We will be unsuccessful if we attempt to establish the Assumption of the Blessed Virgin Mary by historical evidence and witness. From the third century on, many Fathers of the Church and scholars and commentators tried to find the facts about the Assumption without much success at all. Whether the Blessed Mother actually died or not was a point of debate. Moreover, the place of her presumed death and assumption was also not clearly known – it could be Jerusalem or could be Ephesus. No one seemed to have seen her being lifted to heaven. One tradition tells us the apostles found her tomb empty.

Traditionally, the Church does not use ‘to die’ or ‘death’ for the Blessed Virgin. Nor does the Church use ‘resurrection’ for her. But from very early on, the faithful have firmly believed that she was lifted or ‘assumed’ into heaven. And this assumption includes not only her soul but also her body. Almost after two millennia, when the Church officially declared the dogma of the Assumption of Mary in 1950, Pope Pius XII expressed, “The Immaculate Mother of God, the ever-Virgin Mary, having completed the course of her earthly life, was assumed body and soul into heavenly glory.”
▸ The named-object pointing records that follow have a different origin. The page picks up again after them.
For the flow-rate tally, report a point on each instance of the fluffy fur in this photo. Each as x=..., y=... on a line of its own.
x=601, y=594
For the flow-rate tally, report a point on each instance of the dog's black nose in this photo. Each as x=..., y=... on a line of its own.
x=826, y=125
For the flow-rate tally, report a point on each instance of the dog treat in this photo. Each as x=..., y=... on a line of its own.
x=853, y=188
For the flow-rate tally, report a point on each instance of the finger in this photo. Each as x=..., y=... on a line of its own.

This confession of faith is not an arbitrary theological composition. It has always been a part of the deposit of faith from the very beginning of the Christian faith. When the apostles found her tomb was empty, they realized she had to be with her Son in glory. From her immaculate conception, Mary was destined to be in union with Christ. From her womb to the Crucifix, Christ was always united with his mother. Mary did not merely rent out her womb to the Son of God and finished her role as a surrogate mother at the birth of Christ. By being conceived without sin, she knew her Lord from the beginning of her existence. And by giving her body and blood to the Son of God at the conception, she became a part of Christ, impossible to be separated. When her Son died at the Cross, her soul was also pierced to death as the prophet Simeon had foretold. Now, when her Son defeated death and ascended to the glory of heaven, it was natural for her to follow where her Son went. And her Son did not forget his Mother to be always with him as she had always been. In the course of the redemption of mankind, Mary was and is and will be always with her Lord, her Son, Christ Jesus. She enjoys this singular, unique grace as the new Eve of the new creation.

The Blessed Virgin exemplifies the destiny of the Church. The Church is the mystical Body of Christ. Just as Mary cannot be separated from Christ, Christ is always with her Bride, the Church. And the Blessed Virgin also shows what all Christians are to strive for. It is the union with Christ. Today, we celebrate the permanent union of our Blessed Mother with her divine Son. As long as Jesus is with us, as he promised, our Blessed Mother is with us, too. She hasn’t gone at all. She is among us with her Son.